凛花の表情も、路傍の石ころを見るような非常に冷たいものになっているのにも気づかず、加納はさらに言いたい放題言い続ける。


「なあに、簡単な話だよ。この俺様の女になって、俺様に媚びれば凛花チャンはいくらでもお仕事もらえるし、なんだったらフォトグラファーなんて辞めても大丈夫なくらいにはなる、って話よ」

「…………」

「あれ?えらい冷たい目で見られてるけど、いいの?俺様が言えば、凛花チャンの仕事なんていくらでも潰してあげられるんだけど?」

「…………」

「その強気な目、好きだわあ……そんな目してる女屈服させるの、俺様めっちゃ趣味なんだわ」

「…………」

「ま、長いものには巻かれろ、って言うでしょ?意地張ってないで、このいいケツ振って俺様のご機嫌取った方が、いいんじゃないの~?」


非常に下卑た、せっかくの整った顔立ちを台無しにするかのような醜悪な笑みを見せる加納。
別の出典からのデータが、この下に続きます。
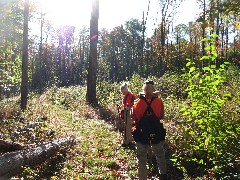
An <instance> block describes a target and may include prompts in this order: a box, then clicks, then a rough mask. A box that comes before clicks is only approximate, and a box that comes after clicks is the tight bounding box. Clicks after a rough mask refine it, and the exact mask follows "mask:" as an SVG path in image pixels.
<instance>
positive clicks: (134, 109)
mask: <svg viewBox="0 0 240 180" xmlns="http://www.w3.org/2000/svg"><path fill="white" fill-rule="evenodd" d="M151 98H152V96H146V100H147V101H148V102H149V103H150V101H151ZM151 108H152V110H153V112H154V113H155V115H156V116H157V118H159V119H163V118H164V106H163V102H162V100H161V99H160V98H155V99H154V100H153V102H152V104H151ZM146 109H147V103H146V102H145V101H144V100H143V99H141V98H139V99H137V100H136V101H135V103H134V105H133V119H134V120H137V121H139V120H140V119H141V117H142V116H143V114H144V112H145V110H146Z"/></svg>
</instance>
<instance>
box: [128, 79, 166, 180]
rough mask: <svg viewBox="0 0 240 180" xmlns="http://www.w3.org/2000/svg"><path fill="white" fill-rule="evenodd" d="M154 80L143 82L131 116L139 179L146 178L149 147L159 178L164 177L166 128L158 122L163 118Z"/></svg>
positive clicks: (163, 116) (133, 108)
mask: <svg viewBox="0 0 240 180" xmlns="http://www.w3.org/2000/svg"><path fill="white" fill-rule="evenodd" d="M154 90H155V88H154V82H153V81H152V80H147V81H145V82H144V85H143V91H144V93H143V94H142V95H140V97H139V99H138V100H136V102H135V104H134V106H133V115H132V118H133V120H134V121H135V126H134V127H133V138H134V140H135V141H136V147H137V150H136V152H137V158H138V177H139V179H140V180H147V168H146V165H147V154H148V150H149V148H151V149H152V151H153V152H154V154H155V155H156V159H157V162H158V168H159V171H160V180H165V179H166V178H167V177H166V159H165V151H164V142H165V135H166V130H165V129H164V128H163V124H162V123H161V122H160V120H161V119H163V118H164V107H163V102H162V100H161V99H160V98H158V97H157V95H156V94H154Z"/></svg>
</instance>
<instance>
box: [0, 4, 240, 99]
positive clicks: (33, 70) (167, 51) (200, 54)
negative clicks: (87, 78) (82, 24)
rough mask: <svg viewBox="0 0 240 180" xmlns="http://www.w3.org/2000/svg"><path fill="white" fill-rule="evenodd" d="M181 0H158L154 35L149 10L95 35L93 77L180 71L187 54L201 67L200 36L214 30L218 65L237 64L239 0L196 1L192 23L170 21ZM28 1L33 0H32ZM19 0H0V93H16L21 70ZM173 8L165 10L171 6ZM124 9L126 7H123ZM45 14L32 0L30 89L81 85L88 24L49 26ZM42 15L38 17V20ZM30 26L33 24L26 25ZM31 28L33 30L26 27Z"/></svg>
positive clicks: (87, 56) (100, 31)
mask: <svg viewBox="0 0 240 180" xmlns="http://www.w3.org/2000/svg"><path fill="white" fill-rule="evenodd" d="M181 2H182V0H178V1H176V0H170V1H164V0H159V8H160V12H161V13H160V14H159V18H160V19H161V22H160V24H158V25H157V26H156V29H155V31H154V34H152V35H151V36H150V37H146V32H145V30H146V26H145V25H146V21H147V18H148V17H147V14H148V11H147V12H145V16H144V15H143V18H142V19H129V20H128V21H126V22H125V24H123V25H119V26H117V27H115V28H113V30H111V31H109V30H107V29H101V30H100V31H99V35H98V46H97V48H98V65H97V68H98V70H97V79H98V80H99V81H101V80H106V81H108V82H111V83H112V82H119V81H122V80H124V79H126V78H130V77H132V75H133V74H135V73H136V74H139V75H140V76H141V77H148V76H150V75H152V76H157V77H161V76H162V75H164V73H166V72H168V71H171V72H172V71H174V72H178V73H181V71H182V70H181V69H182V68H183V67H184V66H185V64H186V58H190V59H192V60H195V61H196V63H197V64H198V66H204V61H200V60H199V59H200V57H202V56H203V55H204V54H205V50H204V48H205V44H204V42H201V39H203V38H205V37H207V36H208V35H210V34H217V35H218V39H217V43H216V47H217V51H218V54H219V56H218V58H217V59H216V61H215V64H216V65H220V64H221V63H222V62H224V61H229V62H231V63H233V64H237V65H239V62H240V38H239V29H240V21H239V12H240V10H239V7H240V2H239V1H237V0H233V1H230V0H227V1H225V0H210V1H206V0H201V1H200V0H199V1H198V4H199V7H200V8H202V13H201V14H199V18H198V19H197V20H196V21H195V22H189V24H173V19H174V14H175V13H174V12H176V11H177V8H176V7H178V5H179V4H180V3H181ZM30 3H31V2H30ZM23 7H24V6H23V0H12V1H3V2H2V3H1V6H0V15H1V18H0V35H1V36H0V98H1V99H2V98H3V97H10V96H11V95H15V94H19V92H20V82H21V71H22V65H21V63H22V59H21V57H22V44H23V38H22V35H23V22H24V16H23ZM170 7H175V8H173V12H170V13H169V9H172V8H170ZM123 13H124V12H123ZM44 16H45V14H43V13H41V9H39V7H37V6H36V5H34V4H30V15H29V20H30V21H31V22H39V21H40V26H39V30H38V32H36V33H35V34H33V33H29V34H30V35H29V41H28V43H29V46H28V47H29V54H28V57H29V58H28V60H29V61H28V63H29V64H28V77H29V80H28V82H29V85H30V86H29V91H38V92H43V90H44V89H46V88H47V87H51V86H71V85H84V84H86V80H87V70H88V65H89V46H90V38H89V32H90V30H89V28H87V27H82V28H81V29H80V30H77V29H76V28H75V27H74V26H63V27H58V28H56V27H53V26H52V24H51V22H49V21H47V20H45V19H44ZM39 18H40V19H39ZM29 28H31V27H29ZM29 31H30V32H31V29H29Z"/></svg>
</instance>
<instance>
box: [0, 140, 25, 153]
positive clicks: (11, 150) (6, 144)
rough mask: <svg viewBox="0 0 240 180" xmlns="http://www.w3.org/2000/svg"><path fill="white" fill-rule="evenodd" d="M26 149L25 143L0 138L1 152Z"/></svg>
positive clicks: (5, 151)
mask: <svg viewBox="0 0 240 180" xmlns="http://www.w3.org/2000/svg"><path fill="white" fill-rule="evenodd" d="M22 149H24V145H22V144H20V143H16V142H10V141H6V140H2V139H0V153H5V152H11V151H16V150H22Z"/></svg>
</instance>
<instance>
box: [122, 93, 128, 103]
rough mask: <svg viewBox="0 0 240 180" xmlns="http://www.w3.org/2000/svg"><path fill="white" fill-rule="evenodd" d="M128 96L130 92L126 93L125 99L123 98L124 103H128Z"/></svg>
mask: <svg viewBox="0 0 240 180" xmlns="http://www.w3.org/2000/svg"><path fill="white" fill-rule="evenodd" d="M128 96H129V93H127V94H126V95H125V97H124V99H123V104H126V102H127V98H128Z"/></svg>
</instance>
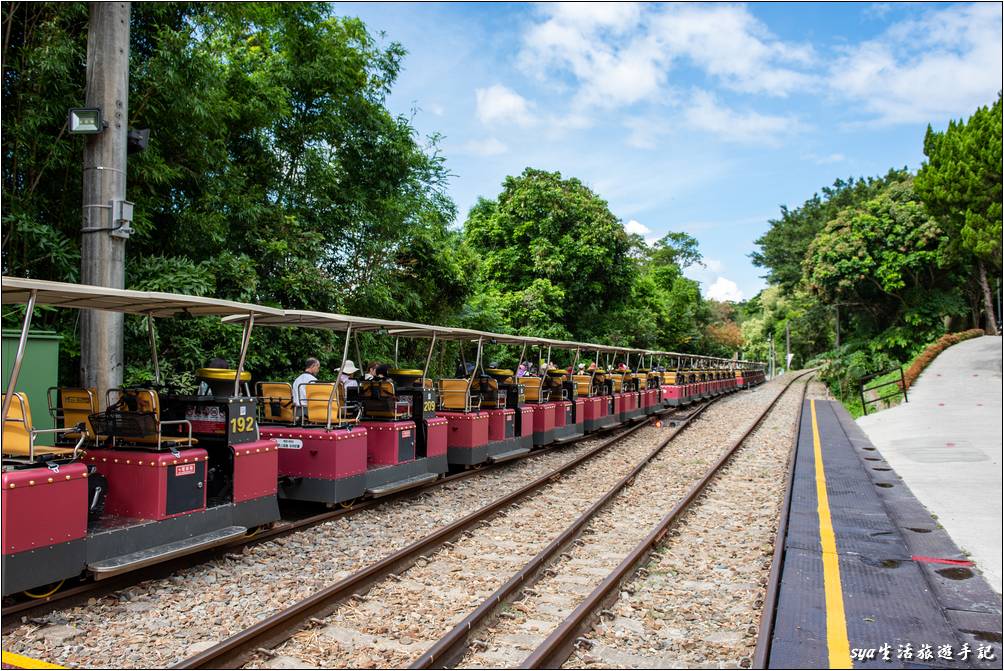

凛花が、自身が所属する事務所の仕事がなければ一気に追い込まれるとからこそ、ここまで強気な発言をすることができている。


だが、今となっては龍馬の開発及び創作資料用写真の提供、と言う仕事のおかげで、凛花は十分過ぎる程の収入を得ることができている。

それに、加納の事務所の仕事の比率は多いものの、それ以外の仕事も順調になってきていることもあり、加納の事務所の仕事はむしろ、凛花から加納のことを理由に拒否する、まである。


その為、一見加納に追い詰められているように見える凛花だが…

内心は非常に落ち着いている。




「……気に入らねえ」




そして、その一部始終を見ていた龍馬から、この一言が飛び出すことと、なるのであった。